• (tahassür): (bkz: özlem)
  • hep yanmdaymışsın , şimdi konuşacakmışsın gibi bir halde dolaşıyorum evi.sonra ,youtube'dan "gözlerin hayran bakarmış görmeyip ısrarımı" şarkısını buluyorum.birlikte söylüyoruz. sen sanki, yine detone oldun diyorsun. kulaklarım artık iyi işitmiyor diye cevaplıyorum içimden...

    bir çay demlesem diyorum. iyi olur diyorsun. soğutuyorsun çayı. dalmış gitmişiz ...

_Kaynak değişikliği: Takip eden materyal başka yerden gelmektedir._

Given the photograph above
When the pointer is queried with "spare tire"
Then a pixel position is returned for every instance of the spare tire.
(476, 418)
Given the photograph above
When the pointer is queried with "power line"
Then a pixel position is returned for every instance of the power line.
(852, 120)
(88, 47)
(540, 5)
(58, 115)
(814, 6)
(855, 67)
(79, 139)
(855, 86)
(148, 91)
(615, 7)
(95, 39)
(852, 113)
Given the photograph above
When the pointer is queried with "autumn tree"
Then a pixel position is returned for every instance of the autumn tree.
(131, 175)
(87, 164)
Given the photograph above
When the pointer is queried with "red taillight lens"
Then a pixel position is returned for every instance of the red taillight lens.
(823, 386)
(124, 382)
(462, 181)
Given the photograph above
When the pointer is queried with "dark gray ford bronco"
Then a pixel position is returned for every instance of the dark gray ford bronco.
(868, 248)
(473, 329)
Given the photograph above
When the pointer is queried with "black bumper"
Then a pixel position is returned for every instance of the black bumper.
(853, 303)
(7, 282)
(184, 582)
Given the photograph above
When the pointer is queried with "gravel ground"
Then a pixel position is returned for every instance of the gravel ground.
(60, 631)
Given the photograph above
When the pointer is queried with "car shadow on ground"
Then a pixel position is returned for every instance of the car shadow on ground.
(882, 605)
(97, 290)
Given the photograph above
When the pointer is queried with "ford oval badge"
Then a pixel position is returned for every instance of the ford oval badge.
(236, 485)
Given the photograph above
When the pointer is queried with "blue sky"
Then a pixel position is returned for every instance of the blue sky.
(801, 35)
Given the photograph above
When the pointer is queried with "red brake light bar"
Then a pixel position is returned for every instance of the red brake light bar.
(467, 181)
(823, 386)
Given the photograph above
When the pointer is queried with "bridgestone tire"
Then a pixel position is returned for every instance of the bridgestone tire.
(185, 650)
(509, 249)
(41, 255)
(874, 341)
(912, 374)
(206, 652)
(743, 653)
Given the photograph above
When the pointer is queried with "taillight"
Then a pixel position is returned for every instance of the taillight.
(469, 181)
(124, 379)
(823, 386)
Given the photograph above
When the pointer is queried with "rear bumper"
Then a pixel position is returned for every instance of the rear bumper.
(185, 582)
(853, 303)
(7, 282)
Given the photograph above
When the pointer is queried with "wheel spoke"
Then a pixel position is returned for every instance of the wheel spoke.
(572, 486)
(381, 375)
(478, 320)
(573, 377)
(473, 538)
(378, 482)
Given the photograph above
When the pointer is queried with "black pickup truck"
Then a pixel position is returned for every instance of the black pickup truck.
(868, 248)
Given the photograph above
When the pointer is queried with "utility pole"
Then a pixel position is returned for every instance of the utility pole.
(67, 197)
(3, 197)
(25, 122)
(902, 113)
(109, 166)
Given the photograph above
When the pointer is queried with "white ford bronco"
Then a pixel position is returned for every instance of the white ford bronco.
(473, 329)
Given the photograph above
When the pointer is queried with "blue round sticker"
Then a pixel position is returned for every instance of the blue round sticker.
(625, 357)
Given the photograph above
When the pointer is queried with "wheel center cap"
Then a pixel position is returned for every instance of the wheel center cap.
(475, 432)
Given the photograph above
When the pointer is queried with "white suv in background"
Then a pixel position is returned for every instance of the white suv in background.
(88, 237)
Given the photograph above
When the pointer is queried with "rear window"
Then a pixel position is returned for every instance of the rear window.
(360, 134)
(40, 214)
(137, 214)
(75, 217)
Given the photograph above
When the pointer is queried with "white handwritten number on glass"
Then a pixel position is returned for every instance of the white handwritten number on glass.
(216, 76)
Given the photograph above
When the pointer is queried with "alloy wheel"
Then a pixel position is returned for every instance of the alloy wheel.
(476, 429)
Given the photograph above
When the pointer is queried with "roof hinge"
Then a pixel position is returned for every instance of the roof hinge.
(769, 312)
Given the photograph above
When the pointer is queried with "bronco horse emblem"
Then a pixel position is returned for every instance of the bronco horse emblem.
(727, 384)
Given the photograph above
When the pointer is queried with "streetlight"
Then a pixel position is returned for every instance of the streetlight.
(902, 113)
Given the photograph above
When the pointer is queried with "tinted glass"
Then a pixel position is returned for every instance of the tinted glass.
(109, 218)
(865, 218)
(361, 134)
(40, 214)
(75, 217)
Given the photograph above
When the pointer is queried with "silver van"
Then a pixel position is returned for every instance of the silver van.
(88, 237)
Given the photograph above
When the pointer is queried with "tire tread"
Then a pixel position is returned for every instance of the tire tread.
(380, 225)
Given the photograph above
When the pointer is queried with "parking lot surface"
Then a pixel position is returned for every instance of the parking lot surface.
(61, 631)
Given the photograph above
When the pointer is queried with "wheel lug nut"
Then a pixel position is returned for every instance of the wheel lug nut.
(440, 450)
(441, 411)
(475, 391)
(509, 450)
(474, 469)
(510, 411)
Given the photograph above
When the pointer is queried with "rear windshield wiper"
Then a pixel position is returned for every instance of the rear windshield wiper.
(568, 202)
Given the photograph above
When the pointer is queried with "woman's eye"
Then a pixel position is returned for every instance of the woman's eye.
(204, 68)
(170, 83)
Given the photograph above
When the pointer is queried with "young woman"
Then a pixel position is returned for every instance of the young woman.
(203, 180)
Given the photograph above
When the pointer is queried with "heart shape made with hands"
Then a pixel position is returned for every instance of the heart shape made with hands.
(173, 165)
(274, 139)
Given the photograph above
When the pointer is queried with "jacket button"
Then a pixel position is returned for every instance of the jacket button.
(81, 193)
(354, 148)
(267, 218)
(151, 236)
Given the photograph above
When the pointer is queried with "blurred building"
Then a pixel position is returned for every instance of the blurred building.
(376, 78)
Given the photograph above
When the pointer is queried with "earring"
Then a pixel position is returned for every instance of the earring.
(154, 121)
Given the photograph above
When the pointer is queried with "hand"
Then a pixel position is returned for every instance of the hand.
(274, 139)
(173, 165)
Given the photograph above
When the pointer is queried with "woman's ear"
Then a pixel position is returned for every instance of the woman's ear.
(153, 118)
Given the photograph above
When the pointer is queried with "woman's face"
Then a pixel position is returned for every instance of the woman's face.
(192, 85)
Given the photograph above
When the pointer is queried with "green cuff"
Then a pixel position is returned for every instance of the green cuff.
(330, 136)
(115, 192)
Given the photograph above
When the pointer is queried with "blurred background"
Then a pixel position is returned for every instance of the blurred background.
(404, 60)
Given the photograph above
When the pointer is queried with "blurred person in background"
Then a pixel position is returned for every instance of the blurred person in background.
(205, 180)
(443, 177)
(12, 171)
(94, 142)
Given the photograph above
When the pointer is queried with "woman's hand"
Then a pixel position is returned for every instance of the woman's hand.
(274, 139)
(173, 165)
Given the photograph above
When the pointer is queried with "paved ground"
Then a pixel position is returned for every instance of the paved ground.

    birlikte 49 yıl yaşamanın ardından göçüp gitmişsin bu dünyadan,ama hep evdesin ,adını söylesem hemen cevaplıyacakmışsın gibi...

    tahassür budur işte.
  • kavuşmak istenen kişi veya durum için üzülme.
  • çok istenen ve ele geçirilemeyen bir şey için yanıp yakılma, esef etme.
    "ben sende tahassürlerimi hep avuturdum" (hüseyin sîret).
  • bir şeyi elde etmeyi çok isteme
  • kavuşmak istenen kişi için üzülmek, özlemek.
  • bir yerde okudum: "... derin bir tahassür..."

    tahassür alabildiğine derin zaten. anlatım bozukluğundan hüküm giysin yazar. kelimeleri derdiyle başbaşa bıraksın!
  • "yoksa hava dalgalarıyle değil de, sulardan tüten bir buhar, görünmez, yakalanmaz bir tütsü gibi hislerime çarpan ve his dünyâmın aç ve susuz birer dudağı kesilmiş her bir mesâmemden içeri giren, bu sefer de mâzî şekline bürünmüş bir aşk hüsrânı, bir iştiyâk ve tahassür müdür? ve avunmak için daldığım her yolun sonu, böylece bir çift ceylân gözde mi nihâyetleniyor?"

    yolcu nereye gidiyorsun, samiha ayverdi
  • içinde hasret vardır bunun..
  • arapça'nın saudade'si de tahassür bence.

    iştiyak, özlem falan bunlar fani şeyler;
    tahassür yokluk, yoksunluk, iç çeke çeke tükenmek, burnunun direğinin sızlaması, gözünün tütmesidir.